Volunteer Transcribers Put Millions of Pages Online
A 15th-century scribe hard at work.
CREDIT: Courtesy of Wikimedia
It used to be a part of a medieval monk's ascetic life of work and prayer. It was a surprisingly tough job, as one 10th-century monk wrote: "Only try to do it yourself and you will learn how arduous is the writer's task. It dims your eyes, makes your back ache and knits your chest and belly together. It is a terrible ordeal for the whole body." Yet historical archives are now recruiting thousands of online volunteers to transcribe texts for them. People donate their free time to reading and typing up everything from historical bird-spotting cards to turn-of-the-century menus from New York City restaurants to every public-domain book in the world.
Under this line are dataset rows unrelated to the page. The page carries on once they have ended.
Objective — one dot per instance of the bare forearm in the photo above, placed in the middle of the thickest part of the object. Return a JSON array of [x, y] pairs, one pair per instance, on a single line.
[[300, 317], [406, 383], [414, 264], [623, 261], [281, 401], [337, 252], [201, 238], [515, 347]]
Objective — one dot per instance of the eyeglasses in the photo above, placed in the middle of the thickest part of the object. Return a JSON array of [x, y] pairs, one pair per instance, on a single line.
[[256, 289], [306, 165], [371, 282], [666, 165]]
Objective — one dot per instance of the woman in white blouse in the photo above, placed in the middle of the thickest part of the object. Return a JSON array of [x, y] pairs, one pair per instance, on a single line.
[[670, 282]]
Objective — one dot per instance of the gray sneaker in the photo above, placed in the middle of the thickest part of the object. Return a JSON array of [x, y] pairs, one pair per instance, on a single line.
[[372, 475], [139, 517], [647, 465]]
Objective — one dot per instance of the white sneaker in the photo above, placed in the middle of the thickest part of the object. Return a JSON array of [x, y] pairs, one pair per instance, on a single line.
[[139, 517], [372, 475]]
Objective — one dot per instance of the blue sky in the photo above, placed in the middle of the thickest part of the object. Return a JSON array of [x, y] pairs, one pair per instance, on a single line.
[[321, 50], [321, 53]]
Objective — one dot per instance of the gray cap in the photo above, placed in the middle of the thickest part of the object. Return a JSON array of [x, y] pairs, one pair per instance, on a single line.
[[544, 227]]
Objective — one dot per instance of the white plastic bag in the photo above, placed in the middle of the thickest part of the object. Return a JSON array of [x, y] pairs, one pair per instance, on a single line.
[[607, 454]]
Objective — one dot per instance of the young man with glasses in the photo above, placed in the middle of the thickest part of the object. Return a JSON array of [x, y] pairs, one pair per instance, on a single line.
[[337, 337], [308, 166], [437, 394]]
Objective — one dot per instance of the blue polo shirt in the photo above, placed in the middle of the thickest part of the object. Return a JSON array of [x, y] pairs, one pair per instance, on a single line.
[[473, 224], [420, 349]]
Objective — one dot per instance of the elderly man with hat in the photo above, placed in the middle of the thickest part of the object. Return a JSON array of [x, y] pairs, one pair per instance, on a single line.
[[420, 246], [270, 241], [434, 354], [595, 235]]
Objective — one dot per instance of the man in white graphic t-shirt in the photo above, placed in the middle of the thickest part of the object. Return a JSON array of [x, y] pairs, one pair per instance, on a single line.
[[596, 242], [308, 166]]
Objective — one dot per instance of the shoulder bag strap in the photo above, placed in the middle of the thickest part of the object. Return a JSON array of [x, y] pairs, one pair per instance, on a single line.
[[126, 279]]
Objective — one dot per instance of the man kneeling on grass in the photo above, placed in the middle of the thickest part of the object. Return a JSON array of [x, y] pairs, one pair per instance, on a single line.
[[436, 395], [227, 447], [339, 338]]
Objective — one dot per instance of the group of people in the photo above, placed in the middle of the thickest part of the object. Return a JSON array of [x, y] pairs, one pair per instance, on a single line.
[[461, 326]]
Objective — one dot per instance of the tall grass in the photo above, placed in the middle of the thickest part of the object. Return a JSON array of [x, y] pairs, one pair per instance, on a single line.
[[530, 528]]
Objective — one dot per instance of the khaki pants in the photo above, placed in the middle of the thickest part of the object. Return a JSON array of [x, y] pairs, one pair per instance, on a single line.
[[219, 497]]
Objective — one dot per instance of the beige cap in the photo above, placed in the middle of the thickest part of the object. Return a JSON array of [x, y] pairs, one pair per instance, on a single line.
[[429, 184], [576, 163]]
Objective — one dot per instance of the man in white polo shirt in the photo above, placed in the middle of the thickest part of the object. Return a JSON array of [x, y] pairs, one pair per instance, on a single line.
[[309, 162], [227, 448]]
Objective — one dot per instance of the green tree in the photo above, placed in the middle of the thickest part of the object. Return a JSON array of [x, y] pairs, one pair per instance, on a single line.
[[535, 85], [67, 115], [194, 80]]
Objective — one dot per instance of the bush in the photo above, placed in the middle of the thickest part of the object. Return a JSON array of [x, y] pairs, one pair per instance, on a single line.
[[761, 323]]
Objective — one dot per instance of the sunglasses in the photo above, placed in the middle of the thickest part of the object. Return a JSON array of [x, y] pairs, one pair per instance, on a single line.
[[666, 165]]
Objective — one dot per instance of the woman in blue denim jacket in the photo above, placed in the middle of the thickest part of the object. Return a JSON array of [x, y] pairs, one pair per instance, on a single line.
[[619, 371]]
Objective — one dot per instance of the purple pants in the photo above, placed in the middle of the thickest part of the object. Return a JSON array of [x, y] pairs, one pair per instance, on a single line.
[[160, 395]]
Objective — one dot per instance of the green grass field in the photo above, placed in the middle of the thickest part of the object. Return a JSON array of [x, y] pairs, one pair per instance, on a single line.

Sure, these modern volunteers are probably more comfortable than their monastic brethren were. They can work anywhere there's an Internet connection and they can stop any time. But transcription still isn't easy sometimes. Often it requires volunteers to decipher poor handwriting or ink-smudged printed pages. It's a slow, tedious task. "It's not appealing for everybody. You've got to be a nitpicker," said Martin Straesser, president of Distributed Proofreaders Foundation, which provides texts for a free online library of public domain books called Project Gutenberg. Nevertheless, Distributed Proofreaders has more than 2,000 active members from around the world.
This strange mash-up of the medieval and modern is at the crossroads of several rising trends. As human culture moves online, so do our historical records and literature, because people want to be able to study and read online. Researchers are also realizing that they can use computer programs to sort and find interesting patterns in large datasets, including historical literature, so they want these records in a form that a sorting program can recognize.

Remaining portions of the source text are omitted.